The only remaining claim — the state law malicious prosecution claim— arises under Illinois law. Section 1367(c)(3) of Title 28 provides that “[t]he district courts may decline to exercise supplemental jurisdiction over a claim under subsection (a) if ... the district, court has dismissed all claims over which it has original jurisdiction.” 28 U.S.C. § 1367(c)(3). “As a general matter, when all federal claims have been dismissed prior- to trial, the federal court should relinquish jurisdiction over the remaining pend[e]nt state claims.” Williams v. Rodriguez, 509 F.3d 392, 404 (7th Cir.2007). This general rule has three exceptions: “when the [refiling] of the state *984claims is barred by the statute of limitations; where substantial judicial resources have already been expended on the state claims; and when it is clearly apparent how the state claim is to be decided.” Ibid.
None of the exceptions apply here.
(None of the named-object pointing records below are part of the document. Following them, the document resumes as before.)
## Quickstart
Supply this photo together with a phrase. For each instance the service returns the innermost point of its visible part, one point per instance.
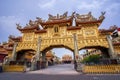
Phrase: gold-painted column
(38, 49)
(111, 52)
(75, 46)
(14, 52)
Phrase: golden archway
(58, 30)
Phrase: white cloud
(47, 4)
(8, 25)
(113, 9)
(96, 4)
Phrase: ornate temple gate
(59, 31)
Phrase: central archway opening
(59, 54)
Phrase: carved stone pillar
(111, 49)
(38, 54)
(38, 49)
(14, 52)
(44, 65)
(77, 65)
(75, 46)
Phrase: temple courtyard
(57, 72)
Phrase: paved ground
(58, 72)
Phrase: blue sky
(21, 11)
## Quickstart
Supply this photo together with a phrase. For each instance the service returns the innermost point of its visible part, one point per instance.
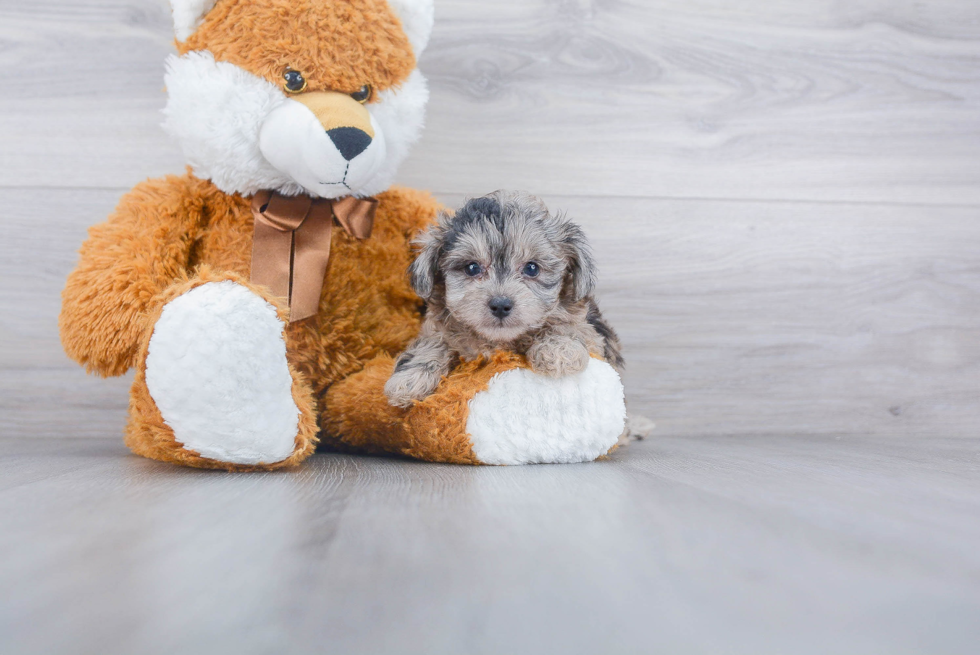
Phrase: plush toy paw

Illinois law gives White one year to refile his state law claim in state court if the applicable limitations period for those claims expired while the case was pending in federal court. See 735 ILCS 5/13-217; Davis v. Cook Cnty., 534 F.3d 650, 654 (7th Cir.2008). Substantial federal judicial resources have not yet been committed to the state law claim. And it is not clearly apparent how the state law claim should be decided. It follows that relinquishing jurisdiction over the state law claim is the appropriate course under § 1367(c)(3). See RWJ Mgmt. Co. v. BP Prods. N. Am., Inc., 672 F.3d 476, 479-80 (7th Cir.2012); Wright v. Associated Ins. Cos., 29 F.3d 1244, 1251-53 (7th Cir.1994). Accordingly, the state law malicious prosecution claim is dismissed without prejudice to its refiling in state court.